After more than a week of protesters flooding the streets of Chicago over the death of an African-American teen shot by a city police officer over a year ago, the Department of Justice is poised to finally launch a probe into the actions surrounding the shooting.
Sources told the Chicago Sun-Times on Sunday that Obama Attorney General Loretta Lynch will launch a Civil Rights Division investigation into the Chicago Police Department’s actions during the 2014 shooting of 17-year-old Laquan McDonald. The teen was shot sixteen times by officer Jason Van Dyke.
Lynch is reportedly launching what is called a “pattern or practice” investigation to determine if a policy or the culture in the CPD tends to result in racist or illegal outcomes.
Several politicians, both local and national, have called for the Justice Department to launch an investigation, including Democrat presidential candidate Hillary Clinton, Illinois Attorney General Lisa Madigan, and Sen. Dick Durbin. The calls were made after police dashcam video of the incident was released a full year after the shooting.
After the dashcam video of the incident emerged—video that the city held back for over a year—local Cook County prosecutor Anita Alvarez indicted the Chicago police officer who shot the teen. But the shooting itself was deemed justified by the city back in December of 2014.
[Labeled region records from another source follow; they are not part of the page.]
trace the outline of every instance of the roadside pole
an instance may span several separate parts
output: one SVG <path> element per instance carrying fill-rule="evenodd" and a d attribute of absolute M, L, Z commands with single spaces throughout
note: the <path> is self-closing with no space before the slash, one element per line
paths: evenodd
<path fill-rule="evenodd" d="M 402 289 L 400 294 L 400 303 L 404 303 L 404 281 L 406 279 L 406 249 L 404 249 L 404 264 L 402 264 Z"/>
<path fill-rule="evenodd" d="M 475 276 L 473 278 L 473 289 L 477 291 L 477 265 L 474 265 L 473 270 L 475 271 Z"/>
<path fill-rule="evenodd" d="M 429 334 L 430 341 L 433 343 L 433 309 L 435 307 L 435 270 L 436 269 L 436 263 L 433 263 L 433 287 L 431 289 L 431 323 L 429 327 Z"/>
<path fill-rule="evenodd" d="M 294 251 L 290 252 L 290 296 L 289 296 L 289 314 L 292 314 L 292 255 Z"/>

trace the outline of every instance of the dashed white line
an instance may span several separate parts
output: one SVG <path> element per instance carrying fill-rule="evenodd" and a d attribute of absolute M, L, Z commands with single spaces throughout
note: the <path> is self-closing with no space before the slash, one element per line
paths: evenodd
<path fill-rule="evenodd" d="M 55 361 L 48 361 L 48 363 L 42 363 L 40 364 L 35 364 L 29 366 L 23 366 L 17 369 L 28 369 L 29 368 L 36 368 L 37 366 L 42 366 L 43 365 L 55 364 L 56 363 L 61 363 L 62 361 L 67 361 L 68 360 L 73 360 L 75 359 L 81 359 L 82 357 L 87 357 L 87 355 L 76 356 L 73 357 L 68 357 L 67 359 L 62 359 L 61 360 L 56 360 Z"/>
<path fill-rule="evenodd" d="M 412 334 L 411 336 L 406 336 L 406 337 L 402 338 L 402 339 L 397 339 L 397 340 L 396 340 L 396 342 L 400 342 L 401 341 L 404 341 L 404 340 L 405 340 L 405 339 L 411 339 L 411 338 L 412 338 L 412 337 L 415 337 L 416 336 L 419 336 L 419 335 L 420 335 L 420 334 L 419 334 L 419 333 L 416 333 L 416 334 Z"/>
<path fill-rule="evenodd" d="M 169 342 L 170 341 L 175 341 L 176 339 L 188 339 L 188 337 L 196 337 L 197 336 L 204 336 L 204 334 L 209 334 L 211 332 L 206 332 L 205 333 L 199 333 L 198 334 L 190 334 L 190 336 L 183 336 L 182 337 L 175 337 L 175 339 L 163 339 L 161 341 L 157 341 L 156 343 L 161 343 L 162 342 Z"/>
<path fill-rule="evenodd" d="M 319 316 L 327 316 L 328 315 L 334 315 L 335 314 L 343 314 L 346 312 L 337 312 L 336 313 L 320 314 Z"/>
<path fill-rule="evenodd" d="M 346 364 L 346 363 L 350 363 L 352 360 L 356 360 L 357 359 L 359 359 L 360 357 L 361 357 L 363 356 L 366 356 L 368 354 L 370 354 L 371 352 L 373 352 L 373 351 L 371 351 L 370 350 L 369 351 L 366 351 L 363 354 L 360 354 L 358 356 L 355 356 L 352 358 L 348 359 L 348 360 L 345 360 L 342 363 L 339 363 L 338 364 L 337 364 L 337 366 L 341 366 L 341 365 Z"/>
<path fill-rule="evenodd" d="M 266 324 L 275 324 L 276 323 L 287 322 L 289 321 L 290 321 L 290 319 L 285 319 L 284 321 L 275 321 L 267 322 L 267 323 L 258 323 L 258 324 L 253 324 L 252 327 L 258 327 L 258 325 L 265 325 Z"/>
Despite that determination, though, this year, the Chicago City Council approved a $5 million payout to the absentee mother of the dead teenager, a payment that some labeled “hush money.”
After a week of street protests, Chicago Mayor Rahm Emanuel ultimately fired his top cop, Garry McCarthy, despite spending the previous week claiming that he had full confidence in his police superintendent.
But protesters were unsatisfied with the firing of McCarthy and have been making further demands that Emanuel and State’s Attorney Anita Alvarez join McCarthy on the way out the door. For his part, Emanuel has steadfastly refused to quit, saying that his re-election only 8 months ago was the final word on his status as mayor.
Emanuel has also rebuked those claiming that the release of the video was delayed for a year in order to smooth his re-election campaign. In February, Emanuel was forced into the first runoff election in city history, and many feel that if this video was out in public at that time, he would not have won his re-election campaign.